Byron Sharp in “How Brands Grow” suggests that marketers often have no idea why their own campaigns worked and others did not. He outlines seven laws to make the task of growth less haphazard and random. Three of Sharp’s Laws are very relevant to the “Rebirth of Brand” journey:
- Refresh and build Memory Structures
- Create and use distinctive Brand Assets
- Be Consistent yet Fresh
The Ten Thunders will be introducing the Laws underneath the Laws, or more accurately, the Lore underneath the Laws… but this will emerge in time.
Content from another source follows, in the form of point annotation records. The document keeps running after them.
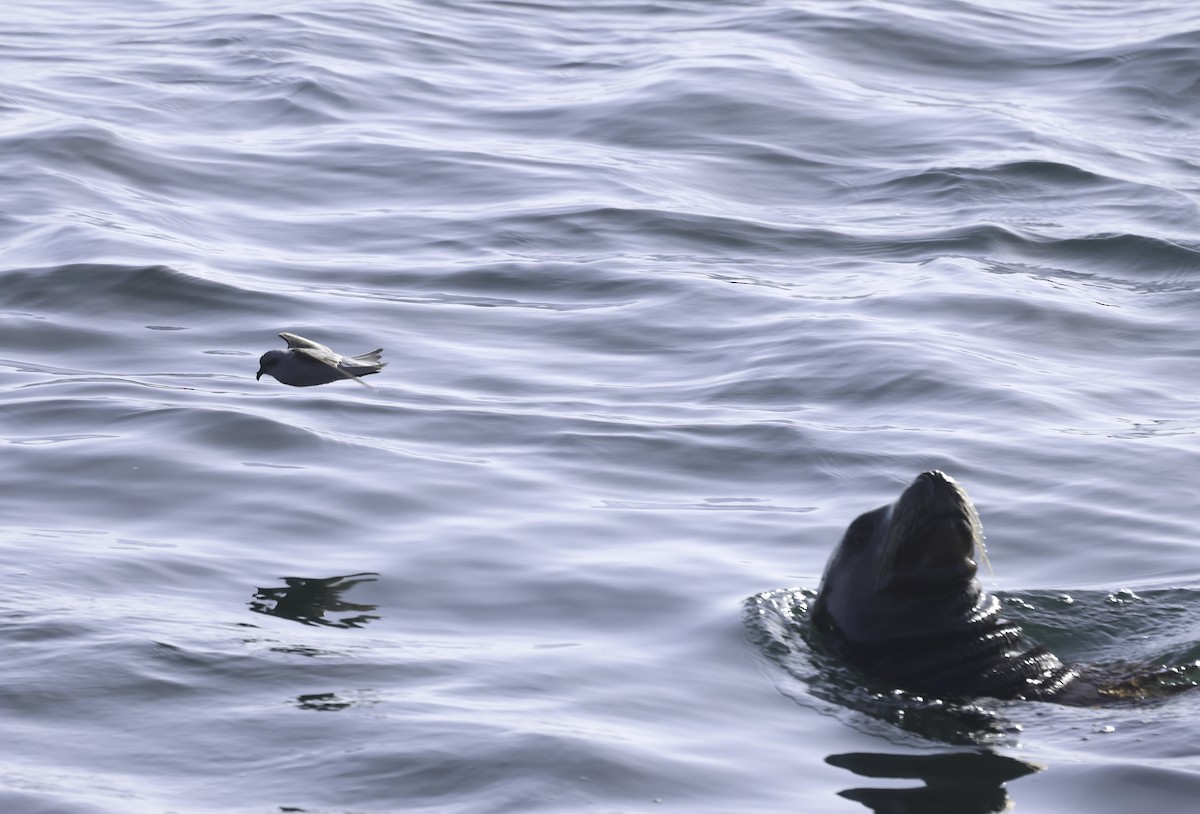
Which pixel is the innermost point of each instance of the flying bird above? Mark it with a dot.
(306, 363)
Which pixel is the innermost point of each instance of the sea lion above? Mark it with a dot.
(899, 600)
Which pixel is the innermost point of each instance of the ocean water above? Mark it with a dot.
(670, 292)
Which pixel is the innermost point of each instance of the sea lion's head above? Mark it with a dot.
(905, 569)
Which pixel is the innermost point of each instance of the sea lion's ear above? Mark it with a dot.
(859, 532)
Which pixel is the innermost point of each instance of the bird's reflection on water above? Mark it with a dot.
(955, 783)
(316, 600)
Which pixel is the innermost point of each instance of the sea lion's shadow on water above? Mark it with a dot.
(1093, 627)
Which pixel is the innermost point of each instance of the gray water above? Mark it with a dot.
(670, 292)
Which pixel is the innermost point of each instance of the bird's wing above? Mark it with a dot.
(297, 341)
(325, 357)
(370, 358)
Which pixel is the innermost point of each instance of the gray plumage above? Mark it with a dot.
(306, 363)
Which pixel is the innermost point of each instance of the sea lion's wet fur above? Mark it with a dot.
(900, 602)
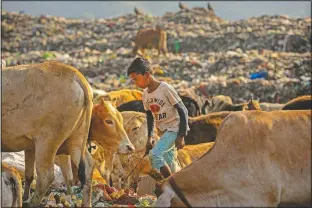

In essence, Sharp suggests that the habitual protean, the past is to be ignored is not an effective marketing strategy for growth. The big question is what are we to be consistent about. The assets he focuses on are colours, logos, tag lines, symbols/characters, celebrities, advertising style. We will shortly celebrate examples of extraordinary consistency over time. They are very rare! What we will be looking at in time is the importance of staying consistent to mythic and archetypal memory structures over time. This will be building in a totally complimentary way on Sharps’ work but deepening the “memory” and “Mythic” component.
Let’s look at one example that has remained consistent for over 140 years…
Lord Lever 1889 – Sunlight Soap Campaign
In 1889, William and Elizabeth Lever made their annual pilgrimage down to London to the Royal Academy’s Summer Exhibition. William Lever was in the process of establishing what was to become Unilever, the giant of fast-moving consumer goods all over the world.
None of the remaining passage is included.